Though Bernie Sanders and Joe Biden have each led in recent polls of the state, they are closely bunched with two other top-tier contenders, Warren and Pete Buttigieg.
The Massachusetts senator “is not the radical some perceive her to be,” the board said, noting that Warren was a registered Republican until 1996. The editorial casts her as a capitalist who supports fair markets “with rules and accountability” and advocates for a government that works for its people, not the influence of money.
The board drew contrasts between Warren and President Donald Trump on the economy, writing that Warren doesn’t measure economic success via the stock market or unemployment rate, as Trump does, but by how working families are doing. It also said her “competence, respect for others and status as the nation’s first female president would be a fitting response to the ignorance, sexism and xenophobia of the Trump Oval Office.”

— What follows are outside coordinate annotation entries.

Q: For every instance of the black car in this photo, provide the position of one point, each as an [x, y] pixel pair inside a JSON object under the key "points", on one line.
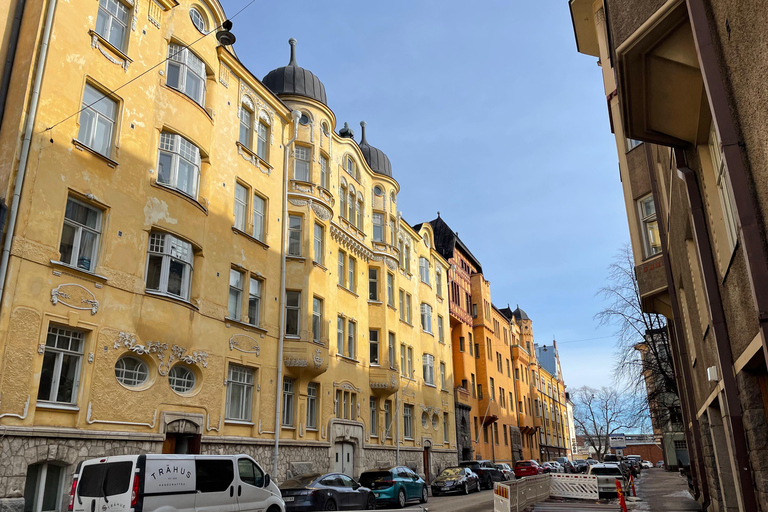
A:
{"points": [[455, 479], [329, 491]]}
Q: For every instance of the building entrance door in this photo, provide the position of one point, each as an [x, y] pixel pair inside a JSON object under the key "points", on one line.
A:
{"points": [[344, 461]]}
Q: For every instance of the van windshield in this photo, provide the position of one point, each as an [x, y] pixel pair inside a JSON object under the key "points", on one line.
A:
{"points": [[107, 479]]}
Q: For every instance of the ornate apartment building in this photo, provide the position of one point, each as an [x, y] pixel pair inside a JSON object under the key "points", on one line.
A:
{"points": [[198, 261], [684, 86]]}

Some of Warren’s policies seeking “big, structural change” on corporate governance or taxation go too far, the board cautioned. “But Warren is pushing in the right direction.”
And many of her proposals, it continued, “would improve life in America, and they are generally shared by the other Democratic candidates, who bring their own strengths to this race.”
Two of the top four candidates — plus Minnesota Sen. Amy Klobuchar, who polls a distant fifth in Iowa — are stuck in Washington, D.C., six days a week until the conclusion of President Donald Trump’s impeachment trial in the Senate.
That reality has forced the senators to dispatch surrogates across the state throughout the week while Biden and Buttigieg continue to campaign there in person. Warren, Sanders and Klobuchar, however, traveled to Iowa on Saturday for events before they’re scheduled to return to Washington on Monday.
Warren was taking photos with supporters following an event in Muscatine when news of the endorsement landed.
“I just heard, and I’m delighted,” she told reporters in brief comments. “It really means a lot to me.”
In its editorial, the board praised the other top candidates as well. Biden “would restore credibility in the White House and respect among allies around the world.” Buttigieg “brings refreshingly smart, youthful optimism.” Klobuchar “offers a track record of bipartisan achievement,” and Sanders “champions the working class.”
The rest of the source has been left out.